When the bright-eyed and fresh-faced Elders first land into Uganda and see the poverty, crime, and suffering of these people - and begin to realize their message is not what these people need, the solution is to "turn off" those feelings. When repressed gay-tendencies start to surface with Elder McKinley, the Ugandan District Leader, his solution is to "imagine that your brain is made of tiny boxes. Find the box that's gay and - CRUSH IT!" When Elder Price starts to notice that his message is impotent to solve the Ugandan's problems, he's told to "Turn it off. Like a light switch. Just go flick! It's a niffty little Mormon trick."

The song perfectly describes cognitive dissonance, which is the conflict you feel when you hold two conflicting ideas in your brain. We want our perceptions of the world to match with what we already believe about it. When we hold two dissonant ideas (like the idea that Joseph Smith translated gold plates and the idea that angels don't give gold plates to people to magically translate with rocks) then we have mental uncomfortableness - or in fancy psychological terms: cognitive dissonance. But in order to quell those disquieting ideas we discover in life, the LDS church advocates "Turning It Off" instead of acceptance of the facts.

Conclusion

 I don't think I have ever laughed so hard in my life as I did while watching The Book of Mormon.
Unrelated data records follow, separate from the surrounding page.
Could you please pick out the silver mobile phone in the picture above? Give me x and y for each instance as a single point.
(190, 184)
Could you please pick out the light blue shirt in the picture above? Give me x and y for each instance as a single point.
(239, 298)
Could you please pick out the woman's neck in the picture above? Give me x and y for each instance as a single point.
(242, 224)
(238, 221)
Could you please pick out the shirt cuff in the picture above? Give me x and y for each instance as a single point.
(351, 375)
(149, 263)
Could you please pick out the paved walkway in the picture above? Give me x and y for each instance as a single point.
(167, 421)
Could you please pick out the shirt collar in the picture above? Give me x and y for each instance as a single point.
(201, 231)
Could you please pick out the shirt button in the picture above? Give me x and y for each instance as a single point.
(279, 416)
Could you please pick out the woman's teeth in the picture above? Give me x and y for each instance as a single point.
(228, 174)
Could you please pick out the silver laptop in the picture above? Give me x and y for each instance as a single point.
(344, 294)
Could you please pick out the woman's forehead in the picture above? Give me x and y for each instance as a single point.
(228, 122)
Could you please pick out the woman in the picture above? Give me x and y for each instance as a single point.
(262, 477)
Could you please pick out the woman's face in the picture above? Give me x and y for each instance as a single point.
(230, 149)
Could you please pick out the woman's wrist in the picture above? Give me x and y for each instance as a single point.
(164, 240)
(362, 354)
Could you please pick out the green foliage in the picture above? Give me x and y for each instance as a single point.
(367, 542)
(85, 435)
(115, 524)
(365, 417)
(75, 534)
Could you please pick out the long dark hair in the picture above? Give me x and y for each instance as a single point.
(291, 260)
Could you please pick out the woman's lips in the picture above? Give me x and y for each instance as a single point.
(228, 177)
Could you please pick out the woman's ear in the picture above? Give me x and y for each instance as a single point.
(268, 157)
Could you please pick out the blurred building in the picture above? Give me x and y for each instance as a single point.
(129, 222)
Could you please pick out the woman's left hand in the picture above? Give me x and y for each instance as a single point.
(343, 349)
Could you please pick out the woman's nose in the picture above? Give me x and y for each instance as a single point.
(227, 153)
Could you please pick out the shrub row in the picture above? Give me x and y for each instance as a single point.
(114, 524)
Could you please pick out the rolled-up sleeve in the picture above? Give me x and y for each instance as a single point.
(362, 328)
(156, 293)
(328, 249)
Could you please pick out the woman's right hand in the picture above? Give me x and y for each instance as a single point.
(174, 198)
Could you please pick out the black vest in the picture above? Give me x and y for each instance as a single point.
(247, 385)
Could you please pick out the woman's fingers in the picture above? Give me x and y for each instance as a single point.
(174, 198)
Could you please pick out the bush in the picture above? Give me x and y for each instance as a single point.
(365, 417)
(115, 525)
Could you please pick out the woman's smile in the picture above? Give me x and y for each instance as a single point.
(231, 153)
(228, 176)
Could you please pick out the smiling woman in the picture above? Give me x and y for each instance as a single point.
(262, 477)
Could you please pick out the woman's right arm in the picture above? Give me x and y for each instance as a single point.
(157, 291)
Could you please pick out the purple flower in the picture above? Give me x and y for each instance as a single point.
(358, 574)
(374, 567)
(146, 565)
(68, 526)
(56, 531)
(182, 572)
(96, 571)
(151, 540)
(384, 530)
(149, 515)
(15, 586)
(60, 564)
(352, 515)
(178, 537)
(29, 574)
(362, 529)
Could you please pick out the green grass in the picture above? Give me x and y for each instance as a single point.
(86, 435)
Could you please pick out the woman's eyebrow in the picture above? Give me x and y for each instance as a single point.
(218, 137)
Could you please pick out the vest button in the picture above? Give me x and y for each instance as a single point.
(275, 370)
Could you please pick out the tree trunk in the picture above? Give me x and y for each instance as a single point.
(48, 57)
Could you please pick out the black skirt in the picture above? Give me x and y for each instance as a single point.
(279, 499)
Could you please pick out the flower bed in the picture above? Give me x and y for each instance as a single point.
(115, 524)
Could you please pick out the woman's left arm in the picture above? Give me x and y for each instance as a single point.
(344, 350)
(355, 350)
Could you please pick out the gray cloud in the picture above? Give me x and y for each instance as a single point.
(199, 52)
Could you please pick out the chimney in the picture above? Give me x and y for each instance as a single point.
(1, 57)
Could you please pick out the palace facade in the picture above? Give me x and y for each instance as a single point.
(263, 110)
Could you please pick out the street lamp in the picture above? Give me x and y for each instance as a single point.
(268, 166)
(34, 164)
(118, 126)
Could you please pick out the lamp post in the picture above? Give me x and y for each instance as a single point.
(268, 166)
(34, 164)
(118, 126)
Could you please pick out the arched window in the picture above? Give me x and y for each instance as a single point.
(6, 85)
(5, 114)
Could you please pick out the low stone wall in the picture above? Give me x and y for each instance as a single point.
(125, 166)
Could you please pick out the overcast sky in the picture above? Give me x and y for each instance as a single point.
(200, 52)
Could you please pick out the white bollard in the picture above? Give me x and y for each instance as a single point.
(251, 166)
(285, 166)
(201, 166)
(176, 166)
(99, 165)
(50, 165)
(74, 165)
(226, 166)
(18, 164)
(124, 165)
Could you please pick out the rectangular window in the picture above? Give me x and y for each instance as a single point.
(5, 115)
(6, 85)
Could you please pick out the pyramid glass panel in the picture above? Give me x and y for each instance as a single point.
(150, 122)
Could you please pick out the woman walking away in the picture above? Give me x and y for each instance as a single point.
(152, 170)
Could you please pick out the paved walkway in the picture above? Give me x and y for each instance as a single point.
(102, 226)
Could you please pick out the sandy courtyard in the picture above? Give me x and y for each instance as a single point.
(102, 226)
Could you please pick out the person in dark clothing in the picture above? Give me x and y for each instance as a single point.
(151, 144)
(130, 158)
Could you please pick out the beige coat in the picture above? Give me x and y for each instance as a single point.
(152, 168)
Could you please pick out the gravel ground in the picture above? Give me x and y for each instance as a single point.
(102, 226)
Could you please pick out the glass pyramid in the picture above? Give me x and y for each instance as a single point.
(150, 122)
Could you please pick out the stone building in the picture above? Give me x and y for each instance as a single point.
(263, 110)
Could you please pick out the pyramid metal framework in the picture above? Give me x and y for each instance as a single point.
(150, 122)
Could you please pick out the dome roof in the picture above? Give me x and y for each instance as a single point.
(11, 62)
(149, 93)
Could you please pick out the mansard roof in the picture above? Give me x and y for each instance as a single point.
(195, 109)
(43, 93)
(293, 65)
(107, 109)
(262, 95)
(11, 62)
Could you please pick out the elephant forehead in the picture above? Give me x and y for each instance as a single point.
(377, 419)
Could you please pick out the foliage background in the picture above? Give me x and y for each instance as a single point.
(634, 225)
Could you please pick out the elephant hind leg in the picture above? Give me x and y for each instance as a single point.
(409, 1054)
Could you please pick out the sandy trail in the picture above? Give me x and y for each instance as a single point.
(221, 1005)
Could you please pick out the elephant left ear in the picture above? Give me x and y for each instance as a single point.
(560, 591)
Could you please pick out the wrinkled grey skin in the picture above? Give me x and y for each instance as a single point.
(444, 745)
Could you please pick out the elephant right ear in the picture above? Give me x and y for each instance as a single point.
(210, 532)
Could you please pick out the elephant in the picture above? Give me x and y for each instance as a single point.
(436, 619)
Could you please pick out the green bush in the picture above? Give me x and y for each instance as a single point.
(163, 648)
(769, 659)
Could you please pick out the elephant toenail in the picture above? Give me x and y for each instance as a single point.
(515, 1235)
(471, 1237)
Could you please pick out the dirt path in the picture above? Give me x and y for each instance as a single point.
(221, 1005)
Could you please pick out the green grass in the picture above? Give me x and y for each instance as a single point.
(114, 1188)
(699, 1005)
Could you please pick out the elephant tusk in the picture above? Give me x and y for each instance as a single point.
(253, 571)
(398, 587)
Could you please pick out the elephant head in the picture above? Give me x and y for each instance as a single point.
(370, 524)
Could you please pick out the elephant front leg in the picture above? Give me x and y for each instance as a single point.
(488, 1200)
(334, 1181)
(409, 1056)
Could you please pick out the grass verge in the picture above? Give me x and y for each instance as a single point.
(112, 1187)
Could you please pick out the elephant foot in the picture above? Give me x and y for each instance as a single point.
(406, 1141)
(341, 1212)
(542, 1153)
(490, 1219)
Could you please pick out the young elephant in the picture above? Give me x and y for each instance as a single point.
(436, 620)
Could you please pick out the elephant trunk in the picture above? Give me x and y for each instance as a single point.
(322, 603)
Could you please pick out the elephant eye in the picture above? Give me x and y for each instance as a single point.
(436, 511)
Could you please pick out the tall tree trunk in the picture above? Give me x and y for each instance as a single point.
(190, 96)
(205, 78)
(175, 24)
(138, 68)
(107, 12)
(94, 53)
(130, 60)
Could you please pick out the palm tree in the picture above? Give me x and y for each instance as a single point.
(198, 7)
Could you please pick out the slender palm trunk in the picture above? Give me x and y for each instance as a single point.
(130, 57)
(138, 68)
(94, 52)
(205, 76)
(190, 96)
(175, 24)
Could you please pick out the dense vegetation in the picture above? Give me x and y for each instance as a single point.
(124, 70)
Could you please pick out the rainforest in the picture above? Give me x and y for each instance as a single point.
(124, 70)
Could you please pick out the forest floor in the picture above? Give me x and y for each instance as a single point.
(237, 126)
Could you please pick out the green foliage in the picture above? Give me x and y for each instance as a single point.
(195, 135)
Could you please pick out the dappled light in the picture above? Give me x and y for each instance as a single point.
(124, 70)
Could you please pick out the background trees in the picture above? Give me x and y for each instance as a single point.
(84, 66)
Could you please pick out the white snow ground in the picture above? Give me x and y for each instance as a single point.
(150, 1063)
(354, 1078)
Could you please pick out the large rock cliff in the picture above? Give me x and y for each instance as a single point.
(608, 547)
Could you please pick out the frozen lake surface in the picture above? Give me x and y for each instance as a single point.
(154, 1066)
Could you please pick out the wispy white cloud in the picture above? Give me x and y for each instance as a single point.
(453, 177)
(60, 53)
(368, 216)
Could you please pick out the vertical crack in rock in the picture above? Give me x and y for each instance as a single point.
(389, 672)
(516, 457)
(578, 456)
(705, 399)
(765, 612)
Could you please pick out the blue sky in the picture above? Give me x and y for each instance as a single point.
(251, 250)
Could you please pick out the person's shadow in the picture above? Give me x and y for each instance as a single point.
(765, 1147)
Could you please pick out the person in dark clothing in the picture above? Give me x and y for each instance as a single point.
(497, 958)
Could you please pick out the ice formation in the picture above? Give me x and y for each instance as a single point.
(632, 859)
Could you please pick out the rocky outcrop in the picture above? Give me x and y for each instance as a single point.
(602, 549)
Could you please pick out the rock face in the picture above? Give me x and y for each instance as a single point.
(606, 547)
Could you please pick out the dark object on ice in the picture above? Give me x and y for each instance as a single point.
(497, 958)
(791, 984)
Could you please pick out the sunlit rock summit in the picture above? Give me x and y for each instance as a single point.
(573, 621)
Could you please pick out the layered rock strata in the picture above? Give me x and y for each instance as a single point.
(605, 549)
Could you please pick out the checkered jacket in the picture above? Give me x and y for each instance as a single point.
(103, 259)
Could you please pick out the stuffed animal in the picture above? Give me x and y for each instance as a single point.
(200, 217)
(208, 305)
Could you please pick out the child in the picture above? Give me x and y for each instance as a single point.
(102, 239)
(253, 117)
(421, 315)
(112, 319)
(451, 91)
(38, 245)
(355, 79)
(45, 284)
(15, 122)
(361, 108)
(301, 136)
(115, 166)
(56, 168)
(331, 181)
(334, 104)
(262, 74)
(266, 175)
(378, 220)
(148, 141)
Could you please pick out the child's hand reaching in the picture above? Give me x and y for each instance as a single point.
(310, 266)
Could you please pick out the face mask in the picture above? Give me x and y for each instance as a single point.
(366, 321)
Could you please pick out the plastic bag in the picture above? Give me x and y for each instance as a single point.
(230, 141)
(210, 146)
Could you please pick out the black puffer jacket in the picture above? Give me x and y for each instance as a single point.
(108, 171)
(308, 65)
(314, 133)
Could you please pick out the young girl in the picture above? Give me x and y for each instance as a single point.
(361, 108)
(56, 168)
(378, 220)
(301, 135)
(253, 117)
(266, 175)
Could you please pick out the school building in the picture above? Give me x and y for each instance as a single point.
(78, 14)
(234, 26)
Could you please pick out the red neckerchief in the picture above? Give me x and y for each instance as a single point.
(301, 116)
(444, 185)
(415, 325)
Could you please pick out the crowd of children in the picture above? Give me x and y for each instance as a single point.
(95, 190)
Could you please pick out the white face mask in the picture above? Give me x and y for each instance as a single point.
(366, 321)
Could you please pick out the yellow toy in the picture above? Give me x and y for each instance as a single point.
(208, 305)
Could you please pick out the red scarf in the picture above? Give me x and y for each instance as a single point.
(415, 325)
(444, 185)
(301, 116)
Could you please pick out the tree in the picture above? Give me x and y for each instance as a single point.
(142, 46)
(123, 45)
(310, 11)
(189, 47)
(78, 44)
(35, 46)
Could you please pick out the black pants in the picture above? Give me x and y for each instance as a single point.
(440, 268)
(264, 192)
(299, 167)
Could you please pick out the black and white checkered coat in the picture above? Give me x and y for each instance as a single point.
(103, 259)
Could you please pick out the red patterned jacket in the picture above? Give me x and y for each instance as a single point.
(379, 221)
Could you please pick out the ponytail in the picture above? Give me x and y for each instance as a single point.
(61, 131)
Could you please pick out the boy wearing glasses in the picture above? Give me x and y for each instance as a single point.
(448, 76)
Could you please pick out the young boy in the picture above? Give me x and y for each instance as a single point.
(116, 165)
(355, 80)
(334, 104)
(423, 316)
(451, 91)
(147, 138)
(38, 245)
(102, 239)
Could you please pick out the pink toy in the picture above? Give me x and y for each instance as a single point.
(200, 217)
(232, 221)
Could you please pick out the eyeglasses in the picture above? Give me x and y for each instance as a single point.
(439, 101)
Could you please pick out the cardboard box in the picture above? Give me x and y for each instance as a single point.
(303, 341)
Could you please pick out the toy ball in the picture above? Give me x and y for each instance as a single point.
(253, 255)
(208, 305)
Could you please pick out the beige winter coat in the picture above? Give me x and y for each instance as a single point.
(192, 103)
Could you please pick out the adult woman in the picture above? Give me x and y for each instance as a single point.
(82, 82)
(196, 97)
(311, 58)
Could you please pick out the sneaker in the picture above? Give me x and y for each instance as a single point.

What made is so hilarious was that it hit so close to home: I use to be that idealistic missionary, Elder Price, who thought he had the most important message in the world. I use to believe it all. Then, like Nabulungi, or a 12 year old who still believes in Santa, I was let in on the secret. I was disillusioned. I felt duped. However, now I can appreciate peoples need for myth in their lives. I can appreciate that certain types of nonfundamentalist religion is not always bad. I just don't think that myth and community and truth have to conflict. I wish more Mormons didn't either.